Shares of several companies, including Nestle India, Power Grid Corporation of India, Oil & Natural Gas Corporation (ONGC), IRCON International and many others will others will trade ex-dividend in the coming week, starting from Monday, February 12. Some other companies will also trade ex-bonus and ex-rights in the coming week. Check full list here

Technical View:

Going ahead, analysts expect the consolidation to continue in the Nifty and banking holds the key for the next directional move as other key sectors have done their part.

‘’A decisive break above 22,150 in Nifty and 47,000 in banking could only fuel the fresh momentum while the 21,200-21,450 zone would offer support, in case the profit taking resumes. On the sectoral front, we reiterate our preference for IT, metal, pharma for long trades and expect a cool-off in the others, especially the PSU pack. Traders should continue with stock-specific approach and prefer a hedged approach,” said Religare’s Ajit Mishra.

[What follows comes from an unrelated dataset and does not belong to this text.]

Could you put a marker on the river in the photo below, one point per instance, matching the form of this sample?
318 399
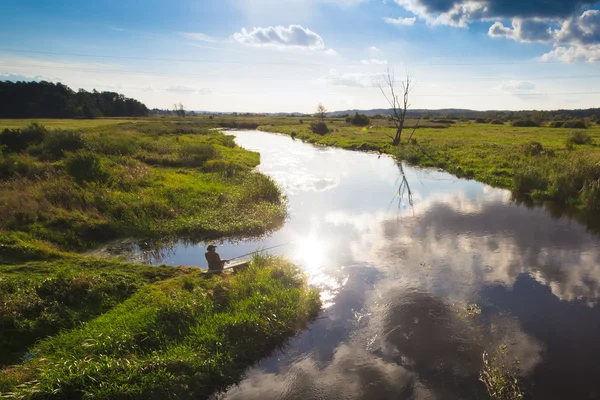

Arvinder Singh Nanda, Senior Vice President, of Master Capital Services Ltd said, ‘’In Nifty, bears exerted downward pressure on the Nifty from the psychological level at 22,000. For Nifty, the next support is at 21,650 and a breach of it can lead to a correction towards 21,400. On the upside, key hurdles are placed at 22,000-22,100.”

The Bank Nifty bulls exhibited strength as they successfully defended the crucial support level of 45,000, establishing it as a critical support zone.

” The index is currently in a “buy on dip” mode, and as long as the mentioned support holds on a closing basis, the bullish sentiment remains intact. Looking ahead, the immediate resistance on the upside is situated at 46,000, and a decisive break above this level is anticipated to trigger further short-covering moves in the market,” said Kunal Shah, Senior Technical & Derivative Analyst at LKP Securities.

Disclaimer: The views and recommendations above are those of individual analysts, experts and broking companies, not of Mint. We advise investors to check with certified experts before making any investment decisions.